J&C readers 12:14 p.m. EDT May 22, 2015
Question: Bill Levin, an Indianapolis resident, said he plans to hold the first services of his newly created, marijuana-devoted First Church of Cannabis on July 1, the day Indiana’s Religious Freedom Restoration Act goes into effect, to test the new law. How should police and the state handle the situation?
• They should ignore it. The war on (some) drugs has been an unqualified failure, needlessly destroying countless lives and trashing the precepts of our Constitution. Considering that the original federal RFRA was passed to protect the religious use of peyote, I think this is a perfect response.
• Arrest him, and let him try his defense. I assume that’s what he’s expecting. Surely he’s not as stupid as the people who attacked RFRA as if it gave carte blanche.
• This is why we have the Establishment Clause: the minute you start getting the government mucking around with religion — as RFRA does — you get into all sorts of nasty corners, like this one. The law is pretty clear the state cannot interfere with their religious behavior, so this this is an example of "hoist on one’s own petard" in action.
• Presumably he will be supported by all Christians who supported the law in the first place. The police should go investigate real crimes. Be careful what you wish for, Christians, you might get it.
Mark D. Rumps
• I don’t think drug use is covered under the law. I say bust him.
• Well, they wanted to protect "religious freedom" with this law, didn’t they? Since when should the government determine what qualifies as a religion? This is what happens when we try to mix church and state.
• Abe Lincoln asked, "If you call a dog’s tail a leg, how many legs would it have?" His answer: "Four. Calling the tail a leg doesn’t make it a leg." Calling a criminal enterprise a church does not make it a church and should be punished as a crime.
• If you think this case is a problem, be glad they amended this monstrosity, or Indiana would be headed toward daily media humiliation. This case is directly similar to the one that started the federal RFRA.

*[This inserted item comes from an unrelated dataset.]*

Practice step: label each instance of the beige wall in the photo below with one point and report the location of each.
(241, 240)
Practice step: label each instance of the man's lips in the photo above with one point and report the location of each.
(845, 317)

• I thought the new law was to protect the religious rights of all people? How about the Flat Earth Society? I have it from good authority that in the Star Trek Universe, there is a Flat Universe Society.
Furman A. Powell
• The media created the controversy by exaggerating RFRA to make Gov. Mike Pence look bad. They got their wish. Liberals tend to be the master of unintended consequences, so most rational Indiana residents already expected this type of action. Expect more legislation, more unintended consequences, more wasted tax dollars.
• Join them. Sarcastically, it’s pretty much like I said when you asked a very similar question last December before the state legislature convened: "You’ll see recreation marijuana legalized long before selling ‘to go’ alcohol on a Sunday."
• Any law enforcement or state officials that show up should "take communion" just like everyone else attending the service.
• Close the church down, it is illegal in the state of Indiana.
• Shut him down and treat him to a period of time in jail. He is trying an illegal scam, and it will not work.
• The exact opposite of how they probably will handle it. Honest to goodness.
• I think it is obvious — if it fits the law, then leave them alone.
• This is what no one needs. This is Indiana, for goodness sake. Obviously, one of the more conservative states and this sort of weirdness only makes the underlying message more difficult to get out and for the public and for businesses to take seriously.
• If he is following the RFRA, and if the act is to allow religious freedom, what can they do? There is nothing in the law to prevent this church from practicing the rites of its religion.
• Let Bill worship his idol, pot. But, should Bill or any of his followers hurt someone when "all hopped up on dope," the penalty is clear. Bill claims no faith in religion; me, either. My faith is in Jesus, who said, "No one comes to the father but through me."
• Lock them up and throw away the key.
• The police and the state should attend the church of their choice.
David B. Dobbin
• Why should the police or the state get involved unless their newfound religion is infringing on someone’s rights? The less we have Big Brother controlling our thoughts and actions, the more liberty and freedom citizens can preserve.
• Under the law for Indiana and marijuana, this would be a criminal act. Indiana police and the state should treat this fairly, as any one who breaks the law. I would hope the dealer’s arrested and faces Indiana courts, as anyone who commits a criminal act.